それはあきらかに何らかの意志をもって、僕の外に出ようとしているのだ。僕は半分
意識を失いつつも急におそろしくなった。死ぬかも知れないということにではなく、
その得体の知れない物体に対してである。僕はそれを吐き出してしまうのが怖くなっ
た。吐き出して、それを見てしまうことが怖かった。それはきっとひどい悪臭を放ち、
表面はわけのわからぬ汚らしくてどす黒い粘液にまみれてぬらぬらと光り、見るだけ
で吐き気を催すほどにおぞましい物体に違いないのだ。僕はその自分の想像に震えあ
がり、残った力を振りしぼってその塊を飲みくだしてしまおうとした。しかしそれは
びくともせず、それどころか、ほんのわずかずつではあるが着実に前進しつづけた。
 そしてついにそれは喉を通り抜け、僕の口の中にごろりと吐き出されてきた。ごつ
ごつとした表面とそれにまとわりつくよくわからない粘液のぬめる感触、それにまる
で胆汁のような酸味の混じった嫌な苦さが口の中いっぱいにひろがった。

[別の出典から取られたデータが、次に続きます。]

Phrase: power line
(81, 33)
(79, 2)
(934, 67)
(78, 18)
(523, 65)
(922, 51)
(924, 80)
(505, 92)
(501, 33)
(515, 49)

全身に悪寒
が走り、胃がぎゅっと縮みあがって激しい吐き気がこみ上げてくる。僕は一刻も早く
それを吐き出してしまいたいと思った。しかし同時にやはりそれを見たくないという
気持ちも強く残っているのだった。
 僕がどうすべきか迷っているうちに、いつの間にかその物体は口いっぱいに膨れ上
がってきた。僕は危険を感じ、すぐにそれを吐き出してしまおうとしたが、すでに大
きくなりすぎて歯に引っかかり、口から押し出すことができなくなっていた。僕は黒
い涙を流し、唸り声を漏らしながら床の上で弱々しく身じろぎをした。間もなく、顎
の関節のはずれる鈍い音が頭蓋骨全体に響き、僕はかすかに悲鳴をあげた。僕はよだ
れと涙と洟を垂らし、冷たい床の上で身をよじりながら、なぜこんなことが僕に降り
かかってこなければならないのかと意識の混濁する頭で考えたが、もはやきちんとも
のを考えることなどできなかった。僕はやめてくれ、やめてくれと誰に言うともなく
つぶやいた。もちろん実際にはかすかな息が隙間からすうすうと漏れただけである。
 僕はそのまま、ひとり床の上で誰にも助けられることなく横たわりつづける。いつ
の間にかハームレスもジェフもクロードもいなくなり、場所も店ではなくなっている。
灰白色をした巨大な部屋のようだ。壁面にはドアがたくさん並んでいる。ドアには何
か書いてある。あれは何だろう。何が書いてあるのだろう………
 そこで僕は目が覚めた。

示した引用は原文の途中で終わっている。